The structure and dissociation pathways of protonated methanol: An ab initio molecular orbital study

Ab initio molecular orbital calculations with moderately large polarization basis sets and including valence‐electron correlation have been used to examine the structure and dissociation mechanisms of protonated methanol [CH 3 OH 2 ] + . Stable isomers and transition structures have been characterized using gradient techniques. Protonated methanol is found to be the only stable isomer in the [CH 5 O] + potential surface.

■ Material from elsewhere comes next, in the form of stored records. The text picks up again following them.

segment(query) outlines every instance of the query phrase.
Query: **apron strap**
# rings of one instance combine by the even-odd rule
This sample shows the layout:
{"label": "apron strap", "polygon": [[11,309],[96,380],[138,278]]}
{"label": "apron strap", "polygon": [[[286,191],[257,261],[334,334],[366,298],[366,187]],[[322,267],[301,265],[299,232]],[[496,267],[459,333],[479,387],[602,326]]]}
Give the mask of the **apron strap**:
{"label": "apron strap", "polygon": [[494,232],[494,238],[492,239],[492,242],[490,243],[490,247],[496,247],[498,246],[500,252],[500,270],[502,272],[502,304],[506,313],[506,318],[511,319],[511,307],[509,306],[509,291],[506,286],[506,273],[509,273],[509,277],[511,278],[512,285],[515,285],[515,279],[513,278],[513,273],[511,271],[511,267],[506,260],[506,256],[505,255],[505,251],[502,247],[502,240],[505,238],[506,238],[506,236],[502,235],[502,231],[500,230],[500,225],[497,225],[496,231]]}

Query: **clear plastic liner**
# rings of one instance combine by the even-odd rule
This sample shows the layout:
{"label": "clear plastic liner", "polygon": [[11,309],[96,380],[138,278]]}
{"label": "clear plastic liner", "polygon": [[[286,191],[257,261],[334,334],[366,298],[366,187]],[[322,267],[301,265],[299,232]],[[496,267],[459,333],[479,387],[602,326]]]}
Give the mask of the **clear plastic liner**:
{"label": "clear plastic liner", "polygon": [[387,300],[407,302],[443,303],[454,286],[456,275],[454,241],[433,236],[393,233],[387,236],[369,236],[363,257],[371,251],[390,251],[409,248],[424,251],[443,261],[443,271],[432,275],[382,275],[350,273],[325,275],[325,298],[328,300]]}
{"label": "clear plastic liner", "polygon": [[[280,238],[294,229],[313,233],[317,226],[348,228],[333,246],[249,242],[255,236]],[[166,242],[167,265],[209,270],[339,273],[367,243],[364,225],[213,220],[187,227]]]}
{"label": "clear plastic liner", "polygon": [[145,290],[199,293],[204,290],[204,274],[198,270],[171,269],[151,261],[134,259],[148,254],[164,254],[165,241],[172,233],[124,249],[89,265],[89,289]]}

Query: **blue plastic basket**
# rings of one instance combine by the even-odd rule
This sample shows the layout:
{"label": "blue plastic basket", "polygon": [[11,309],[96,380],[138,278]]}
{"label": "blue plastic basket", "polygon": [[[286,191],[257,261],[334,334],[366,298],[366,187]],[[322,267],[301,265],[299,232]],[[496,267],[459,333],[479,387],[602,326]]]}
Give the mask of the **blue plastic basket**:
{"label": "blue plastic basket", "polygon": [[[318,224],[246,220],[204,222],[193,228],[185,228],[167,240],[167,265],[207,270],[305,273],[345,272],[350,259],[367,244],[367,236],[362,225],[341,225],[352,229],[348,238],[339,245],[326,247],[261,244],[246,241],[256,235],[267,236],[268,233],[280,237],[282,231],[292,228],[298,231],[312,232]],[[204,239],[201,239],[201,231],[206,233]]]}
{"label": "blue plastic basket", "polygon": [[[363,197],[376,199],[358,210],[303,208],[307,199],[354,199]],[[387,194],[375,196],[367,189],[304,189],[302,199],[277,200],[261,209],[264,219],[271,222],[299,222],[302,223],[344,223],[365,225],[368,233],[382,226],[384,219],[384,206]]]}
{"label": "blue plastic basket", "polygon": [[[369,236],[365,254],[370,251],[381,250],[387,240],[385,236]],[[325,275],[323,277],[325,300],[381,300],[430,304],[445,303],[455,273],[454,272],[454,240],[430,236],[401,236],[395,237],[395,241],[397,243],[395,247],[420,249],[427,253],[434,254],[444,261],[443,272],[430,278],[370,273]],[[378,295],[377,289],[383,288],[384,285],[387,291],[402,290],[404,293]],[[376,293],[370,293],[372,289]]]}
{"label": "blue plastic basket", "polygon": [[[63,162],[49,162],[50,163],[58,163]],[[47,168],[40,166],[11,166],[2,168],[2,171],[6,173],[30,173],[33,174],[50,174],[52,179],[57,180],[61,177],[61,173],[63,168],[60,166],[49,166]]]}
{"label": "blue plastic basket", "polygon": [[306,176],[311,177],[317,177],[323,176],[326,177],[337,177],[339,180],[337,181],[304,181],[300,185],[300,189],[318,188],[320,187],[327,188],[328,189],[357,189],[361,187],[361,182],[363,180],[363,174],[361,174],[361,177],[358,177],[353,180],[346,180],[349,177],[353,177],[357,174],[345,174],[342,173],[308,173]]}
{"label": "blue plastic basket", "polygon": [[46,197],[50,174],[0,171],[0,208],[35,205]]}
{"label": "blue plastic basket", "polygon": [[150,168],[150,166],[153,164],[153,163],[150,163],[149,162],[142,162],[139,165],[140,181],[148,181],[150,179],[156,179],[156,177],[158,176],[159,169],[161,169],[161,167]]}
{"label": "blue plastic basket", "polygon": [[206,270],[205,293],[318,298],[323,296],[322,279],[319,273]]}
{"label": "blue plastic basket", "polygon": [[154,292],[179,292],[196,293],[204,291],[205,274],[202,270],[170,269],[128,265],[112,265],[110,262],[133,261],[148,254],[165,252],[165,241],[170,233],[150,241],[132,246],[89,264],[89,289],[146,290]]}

There is no evidence for a tightly‐bound complex, [HOCH 2 ] + …H 2 , analogous to the preferred structure [CH 3 ] + …H 2 of [CH 5 ] + . Protonated methanol is found to possess a pyramidal arrangement of bonds at the oxygen atom with a barrier to inversion of 8kJ mol −1 . The lowest energy fragmentation pathways are dissociation into methyl cation and water (predicted to require 284 kJ mol −1 with zero reverse activation energy) and loss of molecular hydrogen (endothermic by 138 kJ mol −1 but with a reverse activation barrier of 149 kJ mol −1 ). The results offer a possible explanation as to why production of [CH 2 OH] + from the reaction of methyl cation with water is not observed. Other dissociation processes examined include loss of a hydrogen atom to yield the methylenoxonium radical cation or methanol radical cation (requiring 441 and 490 kJ mol −1 , respectively) and loss of a proton to yield neutral methanol (requiring 784 kJ mol −1 ).